Un bellissimo intervento del Cardinale Ravasi sul Corriere della sera di giovedì ha illustrato come meglio non si poteva il significato non soltanto religioso del digiuno, dell’astinenza dal cibo, come archetipo, modello universale di purificazione, di distacco dalle cose e quindi dalla violenza. Il digiuno è distacco dalle “spoglie del mondo”, dalle cose concrete come personale “bottino” di ogni giorno, o di una battaglia; e quindi dalla violenza per conseguirle. Il digiuno è poi anche ascesi dai “rumori” del mondo: “digiuno della mente, astensione da ogni forma di superficialità, catarsi interiore, spirituale, culturale”. Il digiuno infine è svuotamento di sé, per far posto alla trascendenza, all’Altro, che se per i credenti è l’incontro con Dio e la sua volontà di pace, nondimeno per i non credenti è l’evidenza di una fraternità di uomini e cose che se non trova il Volto del Padre, può tuttavia sempre trovare il volto dei fratelli, con le sue stesse domande e le sue stesse speranze.

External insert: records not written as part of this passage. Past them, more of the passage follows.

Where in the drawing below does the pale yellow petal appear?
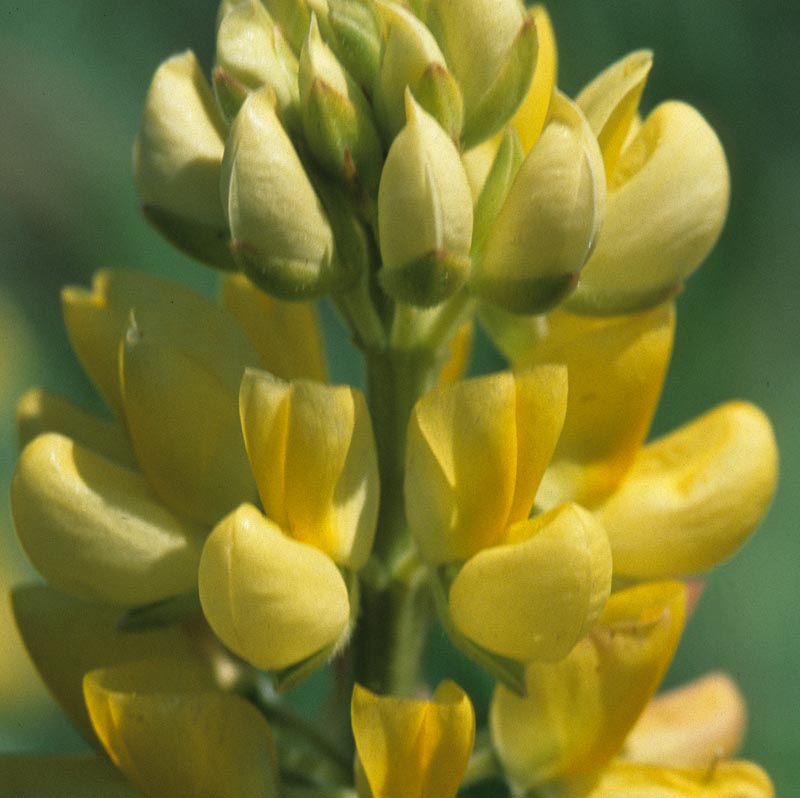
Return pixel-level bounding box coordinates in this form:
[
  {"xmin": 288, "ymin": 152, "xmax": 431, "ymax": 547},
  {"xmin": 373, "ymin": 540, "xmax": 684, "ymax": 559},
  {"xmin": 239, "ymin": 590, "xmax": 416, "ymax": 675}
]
[
  {"xmin": 240, "ymin": 370, "xmax": 379, "ymax": 568},
  {"xmin": 491, "ymin": 581, "xmax": 686, "ymax": 793},
  {"xmin": 11, "ymin": 433, "xmax": 204, "ymax": 605},
  {"xmin": 84, "ymin": 658, "xmax": 279, "ymax": 798},
  {"xmin": 623, "ymin": 672, "xmax": 746, "ymax": 769},
  {"xmin": 351, "ymin": 680, "xmax": 474, "ymax": 798},
  {"xmin": 599, "ymin": 402, "xmax": 778, "ymax": 578},
  {"xmin": 121, "ymin": 320, "xmax": 256, "ymax": 525},
  {"xmin": 449, "ymin": 503, "xmax": 611, "ymax": 661},
  {"xmin": 222, "ymin": 273, "xmax": 327, "ymax": 382},
  {"xmin": 198, "ymin": 504, "xmax": 350, "ymax": 670},
  {"xmin": 405, "ymin": 366, "xmax": 567, "ymax": 564},
  {"xmin": 0, "ymin": 754, "xmax": 137, "ymax": 797},
  {"xmin": 16, "ymin": 387, "xmax": 135, "ymax": 469},
  {"xmin": 11, "ymin": 583, "xmax": 205, "ymax": 745},
  {"xmin": 582, "ymin": 759, "xmax": 773, "ymax": 798},
  {"xmin": 508, "ymin": 4, "xmax": 557, "ymax": 152},
  {"xmin": 576, "ymin": 50, "xmax": 653, "ymax": 179},
  {"xmin": 528, "ymin": 303, "xmax": 675, "ymax": 507}
]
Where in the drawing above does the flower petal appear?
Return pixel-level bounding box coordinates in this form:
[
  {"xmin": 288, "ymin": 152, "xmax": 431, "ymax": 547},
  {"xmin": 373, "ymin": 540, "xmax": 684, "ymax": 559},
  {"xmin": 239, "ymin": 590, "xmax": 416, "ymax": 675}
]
[
  {"xmin": 449, "ymin": 503, "xmax": 611, "ymax": 661},
  {"xmin": 491, "ymin": 581, "xmax": 686, "ymax": 793},
  {"xmin": 622, "ymin": 672, "xmax": 747, "ymax": 769},
  {"xmin": 405, "ymin": 366, "xmax": 567, "ymax": 564},
  {"xmin": 11, "ymin": 433, "xmax": 204, "ymax": 605},
  {"xmin": 198, "ymin": 504, "xmax": 351, "ymax": 670},
  {"xmin": 84, "ymin": 658, "xmax": 279, "ymax": 797},
  {"xmin": 352, "ymin": 680, "xmax": 474, "ymax": 798},
  {"xmin": 599, "ymin": 401, "xmax": 778, "ymax": 578}
]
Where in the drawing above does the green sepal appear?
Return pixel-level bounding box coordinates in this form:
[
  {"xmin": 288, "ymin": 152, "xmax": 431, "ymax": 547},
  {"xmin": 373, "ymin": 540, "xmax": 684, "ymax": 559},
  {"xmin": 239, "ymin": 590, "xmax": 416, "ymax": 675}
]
[
  {"xmin": 471, "ymin": 127, "xmax": 524, "ymax": 256},
  {"xmin": 327, "ymin": 0, "xmax": 385, "ymax": 93},
  {"xmin": 301, "ymin": 76, "xmax": 383, "ymax": 193},
  {"xmin": 231, "ymin": 240, "xmax": 335, "ymax": 300},
  {"xmin": 461, "ymin": 13, "xmax": 538, "ymax": 148},
  {"xmin": 272, "ymin": 569, "xmax": 360, "ymax": 693},
  {"xmin": 379, "ymin": 250, "xmax": 470, "ymax": 308},
  {"xmin": 415, "ymin": 61, "xmax": 464, "ymax": 141},
  {"xmin": 142, "ymin": 204, "xmax": 238, "ymax": 271},
  {"xmin": 431, "ymin": 565, "xmax": 527, "ymax": 696},
  {"xmin": 212, "ymin": 66, "xmax": 249, "ymax": 122},
  {"xmin": 117, "ymin": 591, "xmax": 201, "ymax": 633},
  {"xmin": 472, "ymin": 269, "xmax": 579, "ymax": 316}
]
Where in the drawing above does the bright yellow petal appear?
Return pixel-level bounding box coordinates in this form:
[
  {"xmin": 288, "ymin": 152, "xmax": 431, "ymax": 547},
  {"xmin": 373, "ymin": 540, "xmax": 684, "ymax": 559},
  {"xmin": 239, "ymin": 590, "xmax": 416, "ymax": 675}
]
[
  {"xmin": 16, "ymin": 387, "xmax": 135, "ymax": 469},
  {"xmin": 526, "ymin": 303, "xmax": 675, "ymax": 508},
  {"xmin": 222, "ymin": 273, "xmax": 327, "ymax": 382},
  {"xmin": 198, "ymin": 504, "xmax": 351, "ymax": 670},
  {"xmin": 581, "ymin": 759, "xmax": 773, "ymax": 798},
  {"xmin": 84, "ymin": 658, "xmax": 279, "ymax": 797},
  {"xmin": 437, "ymin": 321, "xmax": 473, "ymax": 386},
  {"xmin": 449, "ymin": 503, "xmax": 611, "ymax": 662},
  {"xmin": 599, "ymin": 401, "xmax": 778, "ymax": 578},
  {"xmin": 121, "ymin": 319, "xmax": 256, "ymax": 525},
  {"xmin": 239, "ymin": 370, "xmax": 379, "ymax": 568},
  {"xmin": 622, "ymin": 672, "xmax": 746, "ymax": 769},
  {"xmin": 0, "ymin": 754, "xmax": 137, "ymax": 797},
  {"xmin": 491, "ymin": 581, "xmax": 686, "ymax": 793},
  {"xmin": 11, "ymin": 583, "xmax": 205, "ymax": 745},
  {"xmin": 11, "ymin": 433, "xmax": 204, "ymax": 605},
  {"xmin": 508, "ymin": 4, "xmax": 557, "ymax": 152},
  {"xmin": 351, "ymin": 681, "xmax": 474, "ymax": 798},
  {"xmin": 405, "ymin": 367, "xmax": 567, "ymax": 564}
]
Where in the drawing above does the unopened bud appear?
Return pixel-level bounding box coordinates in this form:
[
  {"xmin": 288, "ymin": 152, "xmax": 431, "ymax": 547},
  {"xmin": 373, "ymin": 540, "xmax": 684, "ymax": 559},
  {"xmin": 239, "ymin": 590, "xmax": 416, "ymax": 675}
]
[{"xmin": 327, "ymin": 0, "xmax": 384, "ymax": 92}]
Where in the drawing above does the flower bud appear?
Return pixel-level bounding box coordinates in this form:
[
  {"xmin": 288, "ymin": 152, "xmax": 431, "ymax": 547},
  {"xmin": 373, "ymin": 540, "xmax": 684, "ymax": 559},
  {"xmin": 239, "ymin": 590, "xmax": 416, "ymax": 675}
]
[
  {"xmin": 405, "ymin": 367, "xmax": 567, "ymax": 564},
  {"xmin": 11, "ymin": 433, "xmax": 204, "ymax": 606},
  {"xmin": 472, "ymin": 92, "xmax": 605, "ymax": 314},
  {"xmin": 299, "ymin": 15, "xmax": 383, "ymax": 191},
  {"xmin": 448, "ymin": 503, "xmax": 612, "ymax": 662},
  {"xmin": 214, "ymin": 0, "xmax": 299, "ymax": 124},
  {"xmin": 239, "ymin": 368, "xmax": 379, "ymax": 569},
  {"xmin": 377, "ymin": 92, "xmax": 472, "ymax": 306},
  {"xmin": 427, "ymin": 0, "xmax": 537, "ymax": 146},
  {"xmin": 374, "ymin": 2, "xmax": 463, "ymax": 140},
  {"xmin": 352, "ymin": 681, "xmax": 475, "ymax": 798},
  {"xmin": 568, "ymin": 100, "xmax": 730, "ymax": 315},
  {"xmin": 221, "ymin": 87, "xmax": 337, "ymax": 299},
  {"xmin": 598, "ymin": 401, "xmax": 778, "ymax": 578},
  {"xmin": 327, "ymin": 0, "xmax": 385, "ymax": 92},
  {"xmin": 261, "ymin": 0, "xmax": 321, "ymax": 52},
  {"xmin": 491, "ymin": 581, "xmax": 686, "ymax": 794},
  {"xmin": 198, "ymin": 504, "xmax": 351, "ymax": 670},
  {"xmin": 133, "ymin": 51, "xmax": 234, "ymax": 269}
]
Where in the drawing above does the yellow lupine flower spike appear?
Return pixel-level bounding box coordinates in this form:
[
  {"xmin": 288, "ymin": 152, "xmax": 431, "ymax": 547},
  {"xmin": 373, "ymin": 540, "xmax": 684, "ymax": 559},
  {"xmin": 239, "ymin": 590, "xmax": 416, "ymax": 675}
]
[
  {"xmin": 239, "ymin": 368, "xmax": 379, "ymax": 569},
  {"xmin": 622, "ymin": 672, "xmax": 747, "ymax": 769},
  {"xmin": 84, "ymin": 658, "xmax": 280, "ymax": 798},
  {"xmin": 405, "ymin": 366, "xmax": 567, "ymax": 564},
  {"xmin": 352, "ymin": 681, "xmax": 475, "ymax": 798},
  {"xmin": 491, "ymin": 581, "xmax": 686, "ymax": 794},
  {"xmin": 598, "ymin": 401, "xmax": 778, "ymax": 578}
]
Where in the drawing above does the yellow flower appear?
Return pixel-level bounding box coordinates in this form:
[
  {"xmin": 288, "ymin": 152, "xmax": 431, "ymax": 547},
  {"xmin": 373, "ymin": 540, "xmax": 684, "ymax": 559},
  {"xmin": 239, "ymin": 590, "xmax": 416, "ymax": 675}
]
[
  {"xmin": 352, "ymin": 680, "xmax": 475, "ymax": 798},
  {"xmin": 484, "ymin": 302, "xmax": 778, "ymax": 580},
  {"xmin": 198, "ymin": 368, "xmax": 379, "ymax": 671},
  {"xmin": 11, "ymin": 268, "xmax": 326, "ymax": 606},
  {"xmin": 405, "ymin": 368, "xmax": 612, "ymax": 663},
  {"xmin": 491, "ymin": 580, "xmax": 774, "ymax": 797}
]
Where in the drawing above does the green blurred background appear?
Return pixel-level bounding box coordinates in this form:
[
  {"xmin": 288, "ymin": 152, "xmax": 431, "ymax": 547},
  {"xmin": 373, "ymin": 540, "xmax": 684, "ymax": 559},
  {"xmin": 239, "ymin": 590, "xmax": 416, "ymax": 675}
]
[{"xmin": 1, "ymin": 0, "xmax": 797, "ymax": 793}]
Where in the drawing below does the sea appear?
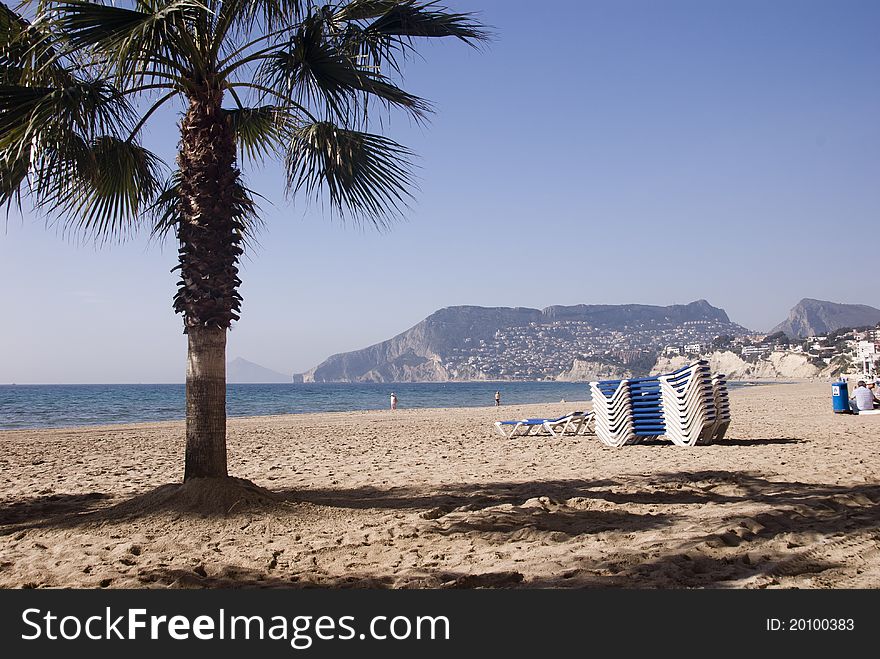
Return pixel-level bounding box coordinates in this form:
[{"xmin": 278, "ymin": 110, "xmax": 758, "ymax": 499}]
[
  {"xmin": 0, "ymin": 380, "xmax": 766, "ymax": 431},
  {"xmin": 0, "ymin": 381, "xmax": 598, "ymax": 430}
]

È questo archetipo antropologico, simbolo insieme politico e religioso, che Papa Francesco ha mobilitato contro la guerra in Siria, la guerra che c’è già, e la guerra che potrebbe aggiungervisi; aggiungendo problema a problema, aprendo scenari ancora più drammatici di quelli già tragici che il popolo siriano vive. Questo spiega l’amplissima risonanza che sta avendo anche in ambienti laici e politici, e non solo religiosi, l’appello al digiuno di oggi per la causa della pace in Siria di Francesco.
Quante divisioni ha il Papa a sostegno del suo appello? Certamente nessuna, ma “mai più la guerra”, il suo grido che chiede “di ascoltare la voce della propria coscienza, di non chiudersi nei propri interessi ma di guardare all’altro come ad un fratello e di intraprendere con coraggio e con decisione la via dell’incontro e del negoziato, superando la cieca contrapposizione”, ha dalla sua il cuore dell’uomo. Per questo con la Chiesa, esperta di umanità, possiamo avere in questi giorni e in queste ore speranza; e lavorare alla speranza.
Non l’hanno purtroppo fatto a San Pietroburgo. Le divisioni del G20 hanno portato a piena evidenza l’impotenza della politica internazionale, e il consueto esito pilatesco. Neanche una riga comune per dire almeno di una comune preoccupazione e di una comune volontà di trovare una soluzione, anche se non c’è ancora. Ma l’impotenza della politica non cade dal cielo, è un’impotenza voluta, da calcoli di parte e mancanza del coraggio della buona volontà (che non sanno come uscire dal conflitto siriano senza alterare equilibri geopolitici già precari, anzi magari sperando di lucrare qualche vantaggio di posizione).
Il paradosso è che proprio il non raggiungimento di una posizione comune della comunità internazionale porta al bivio drammatico “intervento sì/intervento no”, con l’irraggiungibilità evidente di una posizione comune anche su questo scenario drammatico; drammatico per le sue prevedibili conseguenze di escalation di violenza sul terreno e nella geografia politica quanto meno regionale, se vi si desse corso; e drammatico anche per l’impotenza internazionale che ne consegue a contribuire a fermare il massacro fratricida in Siria perché blocca o rende inerte qualsiasi altra iniziativa.
Laddove proprio una posizione politica comune della politica internazionale e dei suoi grandi attori nel Consiglio di sicurezza all’Onu potrebbe evitarci il dramma di questo bivio, costringendo le parti in lotta ad una soluzione politica del conflitto, quando fosse chiaro che non sarà consentita sopraffazione degli uni sugli altri, e che devono uscire di scena sull’uno e sull’altro fronte chi ha scelto la violenza, e le sue strade senza sbocco.